A lot of progressives naively believed the movement could withstand whatever the establishment threw at us through sheer, collective Care Bear will. But that was not the case. How can progressives be better prepared to counter these attacks in the future? And if candidates and supporters are going to “go there” and respond forcefully, what does “going there” mean for people who are still committed to upholding progressive principles?
NT: The 21st-century version of the progressive movement is still young. And the reason I say “the 21st-century version” is because there were versions of us in the 20th century, in the 19th century. In our infancy, we’ve still got a lot to learn. We have to learn to be more disciplined, more agile and not underestimate the other side. We got to know they are going to fight dirty. I believe that corporate interests would sell their mamas down the river to stop progressives and maintain the status quo. That’s what they do.
In the progressive movement, we need to bump back against those forces with similar force. We have to have coconspirators and allies in activist groups, not just in the realm of electoral politics. That’s what Our Revolution is doing right now, alongside groups like Democracy for America, Progressive Democrats of America, RootsAction, Black Men Build, Our Black Party and so many others. It’s all about figuring out how we get those groups to coalesce, finding those issues we have in common, finding those candidates who will fight for them, and then fighting like hell to get them elected.
We must use everything at this movement’s disposal to fight back against a force that will do everything necessary to stop the type of progress we are fighting for.
In the 20th century, do you think the status quo was jumping for joy, saying, “Oh, yes, civil rights movement! Let’s get them Black folks voting rights! Let’s help women!”? No! Pick any great movement in history that upset the way things were — there were always strong forces pushing against them.
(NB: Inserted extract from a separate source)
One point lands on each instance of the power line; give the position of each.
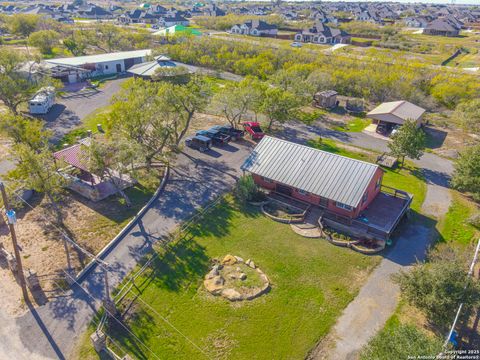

The bottom line: The progressive movement once understood that we are in a fight, and fighting requires us to have resolve, resiliency, an understanding of what we are fighting against. We also need to understand what we are fighting for, and to ready ourselves for the mission. Because whoever represents the other side is not going to go quietly into the night.
The status quo ain’t playing with us, so we can’t play with them. We underestimated how far they would go. We can’t make that mistake again.